Now, for the second time in less than a year, we witness a major uprising in the US prison system. Following on the heels of the brutally repressed work stoppage in Georgia, prisoners in the Security Housing Unit (SHU) at Pelican Bay – the Supermax prison inside the Supermax – have begun an indefinite hunger strike. As of this writing, the hunger strike has spread to 10 other prisons. More than 6000 people refused food over the 4th of July weekend.
Reading the demands of the hunger strikers at Pelican Bay, one notes immediately how modest they are. They are willing to die in order to have their conditions brought into line with Supermax prisons in other states – better food, education, some possibility of getting off the SHU. What this demonstrates is that the State is always looking for an angle; that is, it is always looking for a way to cheat at its own game. It wants to produce exceptions to its own rules, produce places within the law that are, at the same time, outside the law. For example, the prisoners at Pelican Bay are, like the detainees at Guantanamo Bay, held in a state of legal suspension – an indeterminate gray area of administrative decision which can, potentially, extend their stay on the SHU indefinitely. Pelican Bay is a limit case for the prison system.

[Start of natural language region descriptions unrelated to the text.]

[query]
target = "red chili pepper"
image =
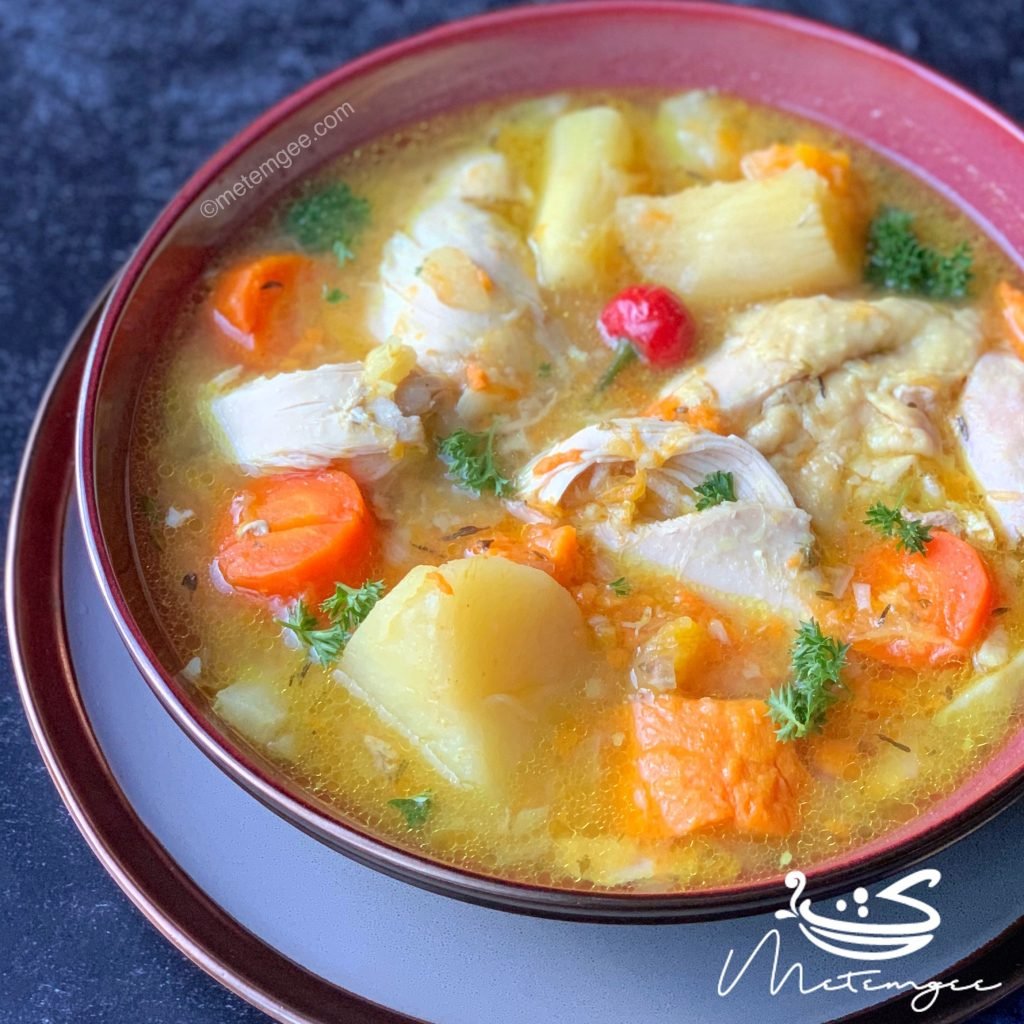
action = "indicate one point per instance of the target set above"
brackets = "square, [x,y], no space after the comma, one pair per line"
[647,323]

We say again: all prisoners are political prisoners. Even those whose actual actions we find abhorrent in one way or another suffer as the result of capitalism’s crimes, not theirs. They suffer the consequences, in other words, of a society in which people have become so defenseless, and so alienated from each other, that the only response to interpersonal violence is forced confinement. All prisoners are political prisoners. One of the men currently on the SHU at Pelican Bay is Hugo Pinell, former comrade of George Jackson and survivor of the 1971 San Quentin prison uprising, itself a part of one of the most significant narratives in American history, the open resistance of the Black Panther Party and its affiliates in the civil war of the 1960s and 1970s.
There is no austerity without prisons. No capitalism without prisons. No possibility of a “colorblind” prison-industrial system and penal state. By the same measure, we believe that the destruction of capitalism will mean, at one and same time, the abolition of prisons and the regime of forced confinement that has spread over the earth for the last several centuries. To all those in prison, we have one thing to say: we are coming. As soon as we can.
Postcript: As we were finishing up this piece, we discovered that BART police have murdered yet another person – this time in San Francisco. They want us to believe that a “wobbly drunk” with a knife deserves to be shot dead within a minute of officers arriving on the scene. Moreover, they sense a potential public relations coup: because the victim was “White,” and one of the officers involved “Asian,” BART police could not possibly be a racist institution! Even more insulting is the additional implication that the whiteness of the suspect should somehow quell all outrage, as if those of us who protested the murder of Oscar Grant in January 2009, and yet again last July 8th when Mehserle’s verdict was announced, only cared about the “racist” part of “racist police murder.” We oppose police murder, period.
You can’t set fire to the prisons unless you first destroy the police. Let’s do that now.